Lacey James V, Sherman Mark E, Hartge Patricia, Schatzkin Arthur, Schairer Catherine
Hormonal and Reproductive Epidemiology Branch, Division of Cancer Epidemiology and Genetics, National Cancer Institute, NIH, DHHS, Rockville, MD 20852-7234, USA.
Int J Cancer. 2004 Jan 10;108(2):281-6. doi: 10.1002/ijc.11538.
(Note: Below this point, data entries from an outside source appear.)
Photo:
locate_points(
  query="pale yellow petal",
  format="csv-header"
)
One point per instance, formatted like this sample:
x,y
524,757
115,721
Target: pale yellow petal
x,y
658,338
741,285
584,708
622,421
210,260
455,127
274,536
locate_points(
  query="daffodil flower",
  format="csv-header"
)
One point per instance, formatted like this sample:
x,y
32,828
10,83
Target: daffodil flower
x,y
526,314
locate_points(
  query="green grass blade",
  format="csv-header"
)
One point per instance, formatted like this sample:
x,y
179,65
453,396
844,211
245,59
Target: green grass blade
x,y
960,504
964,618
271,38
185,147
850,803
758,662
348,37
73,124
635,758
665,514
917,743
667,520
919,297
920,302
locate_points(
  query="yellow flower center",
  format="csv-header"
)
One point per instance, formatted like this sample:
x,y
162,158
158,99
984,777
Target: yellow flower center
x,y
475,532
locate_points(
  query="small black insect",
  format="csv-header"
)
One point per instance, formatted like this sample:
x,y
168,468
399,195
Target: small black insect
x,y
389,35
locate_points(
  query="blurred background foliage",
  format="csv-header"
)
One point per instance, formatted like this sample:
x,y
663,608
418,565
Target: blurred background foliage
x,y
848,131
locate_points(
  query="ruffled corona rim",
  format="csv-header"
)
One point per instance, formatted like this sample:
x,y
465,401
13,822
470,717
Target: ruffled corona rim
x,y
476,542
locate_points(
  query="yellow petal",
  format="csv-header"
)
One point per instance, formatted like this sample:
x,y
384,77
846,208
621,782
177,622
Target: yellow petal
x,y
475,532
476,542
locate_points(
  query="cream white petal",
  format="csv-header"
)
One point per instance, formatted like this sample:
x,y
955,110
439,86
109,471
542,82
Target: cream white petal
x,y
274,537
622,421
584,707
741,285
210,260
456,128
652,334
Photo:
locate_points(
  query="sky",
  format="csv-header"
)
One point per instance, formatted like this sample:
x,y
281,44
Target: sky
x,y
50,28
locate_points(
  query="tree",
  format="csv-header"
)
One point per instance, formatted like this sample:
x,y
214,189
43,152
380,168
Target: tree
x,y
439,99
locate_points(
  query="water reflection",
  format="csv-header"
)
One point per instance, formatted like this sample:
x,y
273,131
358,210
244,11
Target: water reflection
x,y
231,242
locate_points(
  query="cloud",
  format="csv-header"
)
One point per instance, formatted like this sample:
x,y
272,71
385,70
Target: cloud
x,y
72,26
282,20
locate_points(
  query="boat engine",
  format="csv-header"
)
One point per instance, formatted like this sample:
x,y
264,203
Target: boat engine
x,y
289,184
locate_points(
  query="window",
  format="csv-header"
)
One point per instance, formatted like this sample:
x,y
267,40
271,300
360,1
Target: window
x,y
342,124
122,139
Inflammation and gonadotropins are hypothesized to influence ovarian carcinogenesis. In a prospective study, we evaluated ovarian cancer risk associated with self-reported use of medications that influence inflammation or gonadotropin levels. The Breast Cancer Detection Demonstration Project Follow-Up Study enrolled 61,431 women in 1979 and used telephone interviews and 3 mailed questionnaires through 1998 to update risk factor information and identify incident ovarian cancers. The 1992-95 questionnaire ascertained medication use, including duration and frequency of use for aspirin, acetaminophen, other nonsteroidal anti-inflammatory drugs (NSAIDs), tranquilizers and histamine-receptor antagonists. A Poisson regression analysis generated rate ratios (RRs) and 95% confidence intervals (CIs) for the 31,364 women who were at risk of ovarian cancer and responded to the questionnaire that queried regular medication use. One hundred sixteen women developed ovarian cancer during follow-up. None of the anti-inflammatory medications was associated with ovarian cancer, but the RR for more than 1 aspirin per day for 1 year or longer was 0.56 (95% CI 0.20-1.5) and the RR for more than 5 years of regular "other NSAID" use was 2.0 (95% CI 0.95-4.2). Regular tranquilizer use was not associated with ovarian cancer, but histamine-receptor antagonists used regularly for more than 5 years (RR = 3.6, 95% CI 1.4-9.1) or more than once daily (RR = 3.1, 95% CI 1.5-6.5) appeared to increase risk. In our study, neither anti-inflammatory medications nor anti-psychotic medications were associated with ovarian cancer. Potential associations with histamine-receptor antagonists may warrant further study.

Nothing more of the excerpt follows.